The shipment, carried by the vessel CL Jane Austen, highlights a significant step forward for the refinery, suggesting its potential to influence regional gasoline markets.
Data from Vortexa, Kpler, Precise Intelligence, and Bloomberg’s ship-tracking sources indicate that the vessel took on more than 300,000 barrels of gasoline at the Dangote facility before heading west.
The ship is now anchored off Lomé’s coast, a common site for ship-to-ship transfers, prompting questions about the gasoline's ultimate destination.
While this first export is small in the context of global fuel markets, it illustrates the ramping up of operations at Africa’s biggest refinery, which has a daily capacity of 650,000 barrels.

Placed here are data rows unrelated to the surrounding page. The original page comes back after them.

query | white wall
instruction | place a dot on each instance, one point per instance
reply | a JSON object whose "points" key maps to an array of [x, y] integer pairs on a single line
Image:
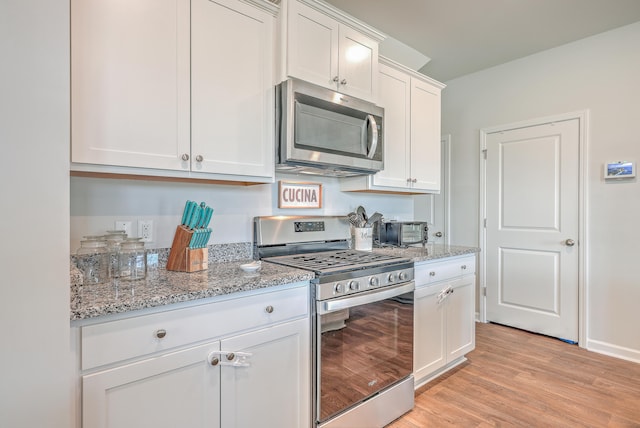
{"points": [[600, 74], [35, 361], [97, 203]]}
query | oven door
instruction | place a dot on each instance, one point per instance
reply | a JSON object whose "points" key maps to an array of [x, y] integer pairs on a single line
{"points": [[364, 344]]}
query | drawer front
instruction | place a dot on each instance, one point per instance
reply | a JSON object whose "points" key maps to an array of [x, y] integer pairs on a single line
{"points": [[430, 272], [114, 341]]}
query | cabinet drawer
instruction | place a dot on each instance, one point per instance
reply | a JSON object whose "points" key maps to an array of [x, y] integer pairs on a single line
{"points": [[113, 341], [430, 272]]}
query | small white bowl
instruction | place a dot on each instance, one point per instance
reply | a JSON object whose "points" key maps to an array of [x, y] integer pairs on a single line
{"points": [[251, 267]]}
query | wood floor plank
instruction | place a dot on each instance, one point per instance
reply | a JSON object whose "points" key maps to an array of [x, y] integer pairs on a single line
{"points": [[516, 378]]}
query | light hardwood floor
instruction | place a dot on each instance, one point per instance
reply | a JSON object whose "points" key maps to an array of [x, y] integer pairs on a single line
{"points": [[516, 378]]}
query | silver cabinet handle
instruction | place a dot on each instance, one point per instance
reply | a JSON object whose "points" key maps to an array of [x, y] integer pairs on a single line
{"points": [[374, 135], [233, 359]]}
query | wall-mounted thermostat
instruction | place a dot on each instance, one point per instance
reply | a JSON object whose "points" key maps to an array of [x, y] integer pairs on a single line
{"points": [[620, 169]]}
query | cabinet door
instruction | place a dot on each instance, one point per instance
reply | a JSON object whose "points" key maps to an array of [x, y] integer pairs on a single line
{"points": [[357, 64], [130, 83], [394, 94], [425, 136], [460, 322], [232, 72], [179, 389], [312, 45], [273, 391], [429, 332]]}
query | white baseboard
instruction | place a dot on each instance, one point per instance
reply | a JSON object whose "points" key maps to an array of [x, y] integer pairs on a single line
{"points": [[613, 350]]}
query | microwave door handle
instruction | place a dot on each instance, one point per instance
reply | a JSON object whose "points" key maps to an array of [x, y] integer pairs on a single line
{"points": [[374, 135]]}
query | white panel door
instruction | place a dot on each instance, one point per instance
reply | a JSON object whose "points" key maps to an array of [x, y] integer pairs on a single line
{"points": [[357, 64], [273, 389], [425, 136], [179, 389], [312, 51], [130, 83], [395, 90], [231, 89], [532, 228]]}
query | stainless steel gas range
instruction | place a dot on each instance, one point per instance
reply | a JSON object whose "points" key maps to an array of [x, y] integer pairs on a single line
{"points": [[362, 319]]}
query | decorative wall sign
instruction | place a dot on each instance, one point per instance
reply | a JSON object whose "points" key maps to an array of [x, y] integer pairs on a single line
{"points": [[299, 195]]}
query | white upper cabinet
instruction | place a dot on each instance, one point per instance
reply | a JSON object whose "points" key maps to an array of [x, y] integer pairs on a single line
{"points": [[130, 83], [232, 88], [328, 48], [173, 88], [411, 105]]}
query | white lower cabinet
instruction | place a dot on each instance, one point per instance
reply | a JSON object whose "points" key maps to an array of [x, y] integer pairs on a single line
{"points": [[253, 377], [444, 329]]}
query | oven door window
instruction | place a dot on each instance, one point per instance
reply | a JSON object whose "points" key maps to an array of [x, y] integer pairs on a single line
{"points": [[363, 350]]}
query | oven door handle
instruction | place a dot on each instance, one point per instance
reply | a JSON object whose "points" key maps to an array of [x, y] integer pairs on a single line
{"points": [[364, 298]]}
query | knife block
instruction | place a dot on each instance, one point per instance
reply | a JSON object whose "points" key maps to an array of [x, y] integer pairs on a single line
{"points": [[185, 259]]}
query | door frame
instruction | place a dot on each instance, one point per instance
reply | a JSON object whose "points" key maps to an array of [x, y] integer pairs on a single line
{"points": [[583, 119]]}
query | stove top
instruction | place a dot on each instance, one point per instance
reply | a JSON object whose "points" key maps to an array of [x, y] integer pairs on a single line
{"points": [[329, 262]]}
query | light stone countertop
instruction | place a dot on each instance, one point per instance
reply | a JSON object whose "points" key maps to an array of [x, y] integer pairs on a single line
{"points": [[224, 277], [429, 252], [162, 287]]}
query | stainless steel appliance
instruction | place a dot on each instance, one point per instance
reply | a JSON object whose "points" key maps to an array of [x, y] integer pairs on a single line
{"points": [[320, 131], [402, 233], [362, 319]]}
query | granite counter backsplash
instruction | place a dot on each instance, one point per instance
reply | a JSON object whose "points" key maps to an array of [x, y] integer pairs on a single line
{"points": [[162, 287], [428, 252]]}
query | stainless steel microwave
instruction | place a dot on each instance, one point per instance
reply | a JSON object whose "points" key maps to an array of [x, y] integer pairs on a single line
{"points": [[320, 131]]}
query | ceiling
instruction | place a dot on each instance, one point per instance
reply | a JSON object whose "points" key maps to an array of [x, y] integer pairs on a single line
{"points": [[465, 36]]}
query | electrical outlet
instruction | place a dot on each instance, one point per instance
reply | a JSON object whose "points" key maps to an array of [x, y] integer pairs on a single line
{"points": [[123, 225], [145, 230]]}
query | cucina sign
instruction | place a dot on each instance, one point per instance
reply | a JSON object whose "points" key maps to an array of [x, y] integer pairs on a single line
{"points": [[299, 195]]}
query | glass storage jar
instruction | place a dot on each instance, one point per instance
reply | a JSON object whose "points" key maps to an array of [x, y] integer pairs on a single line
{"points": [[114, 239], [132, 259], [93, 260]]}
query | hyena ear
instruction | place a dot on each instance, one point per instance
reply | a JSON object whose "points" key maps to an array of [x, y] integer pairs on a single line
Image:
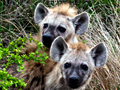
{"points": [[99, 54], [40, 12], [58, 48], [81, 22]]}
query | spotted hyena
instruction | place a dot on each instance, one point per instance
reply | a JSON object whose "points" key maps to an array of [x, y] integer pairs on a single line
{"points": [[61, 20], [69, 68]]}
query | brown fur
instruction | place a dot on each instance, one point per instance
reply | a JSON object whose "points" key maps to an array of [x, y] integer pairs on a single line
{"points": [[35, 73], [64, 9]]}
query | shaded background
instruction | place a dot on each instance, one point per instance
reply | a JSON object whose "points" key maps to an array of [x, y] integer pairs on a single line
{"points": [[16, 19]]}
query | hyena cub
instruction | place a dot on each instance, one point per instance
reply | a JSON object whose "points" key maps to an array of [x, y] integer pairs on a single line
{"points": [[62, 21], [70, 68]]}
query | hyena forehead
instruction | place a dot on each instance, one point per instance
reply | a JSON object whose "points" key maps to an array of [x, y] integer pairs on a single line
{"points": [[58, 19]]}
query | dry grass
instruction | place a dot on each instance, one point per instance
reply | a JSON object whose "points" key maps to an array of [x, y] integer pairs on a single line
{"points": [[16, 18]]}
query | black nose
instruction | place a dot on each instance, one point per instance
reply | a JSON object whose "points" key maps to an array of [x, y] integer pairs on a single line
{"points": [[47, 40], [74, 79]]}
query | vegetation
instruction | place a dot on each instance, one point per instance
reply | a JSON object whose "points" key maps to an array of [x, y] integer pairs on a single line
{"points": [[16, 20]]}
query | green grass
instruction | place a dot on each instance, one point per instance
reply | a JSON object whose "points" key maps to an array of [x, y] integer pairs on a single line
{"points": [[16, 19]]}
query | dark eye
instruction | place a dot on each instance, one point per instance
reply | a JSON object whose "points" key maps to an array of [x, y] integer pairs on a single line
{"points": [[61, 29], [45, 25], [67, 65], [84, 67]]}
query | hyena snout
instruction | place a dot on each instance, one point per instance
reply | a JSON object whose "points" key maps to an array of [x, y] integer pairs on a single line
{"points": [[47, 40], [74, 81]]}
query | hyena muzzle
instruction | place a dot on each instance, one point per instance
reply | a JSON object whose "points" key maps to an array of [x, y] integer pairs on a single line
{"points": [[60, 21]]}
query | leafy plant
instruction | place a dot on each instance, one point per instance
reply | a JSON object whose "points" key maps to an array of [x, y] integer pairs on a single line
{"points": [[12, 56]]}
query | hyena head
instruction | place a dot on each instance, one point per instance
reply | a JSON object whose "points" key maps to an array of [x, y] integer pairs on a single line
{"points": [[60, 21], [77, 61]]}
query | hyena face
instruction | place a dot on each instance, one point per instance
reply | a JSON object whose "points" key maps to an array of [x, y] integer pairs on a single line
{"points": [[59, 22], [77, 62]]}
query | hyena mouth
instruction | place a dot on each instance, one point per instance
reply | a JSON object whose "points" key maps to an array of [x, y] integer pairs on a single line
{"points": [[47, 40], [74, 86]]}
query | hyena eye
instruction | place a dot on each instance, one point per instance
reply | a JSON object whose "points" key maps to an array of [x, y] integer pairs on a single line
{"points": [[61, 29], [45, 25], [67, 65], [84, 67]]}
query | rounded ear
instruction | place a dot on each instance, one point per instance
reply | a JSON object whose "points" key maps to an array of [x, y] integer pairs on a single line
{"points": [[80, 23], [99, 54], [58, 48], [40, 12]]}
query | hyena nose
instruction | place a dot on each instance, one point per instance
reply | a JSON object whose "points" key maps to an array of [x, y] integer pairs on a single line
{"points": [[73, 79], [47, 40]]}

Initially expected to meet Nigeria’s domestic gasoline demand—estimated at around 340,000 barrels per day—the refinery was intended to help the country cut fuel imports. But after starting production in September and improving fuel quality in October, it has faced challenges selling its output due to price hikes.
With fuel prices at the pump soaring fivefold compared to the previous year, affordability has become a major concern. The Nigerian national oil regulator, NMDPRA, projected in August that demand could fall by up to 25% year over year.
On October 29, refinery CEO Aliko Dangote said they were losing money while holding over 500 million liters (about 3.1 million barrels) of gasoline in storage. The company accused low-quality, illegal fuel imports of undercutting its sales and threatened legal action against state oil company NNPC for persisting with fuel imports.
In early November, the refinery tried to sell gasoline overseas by issuing a public tender but withdrew it under public scrutiny. According to three West African traders, the initial tender aimed to sell 40,000 metric tons of gasoline, two of whom said it specified fuel with a sulfur content of 150 parts per million.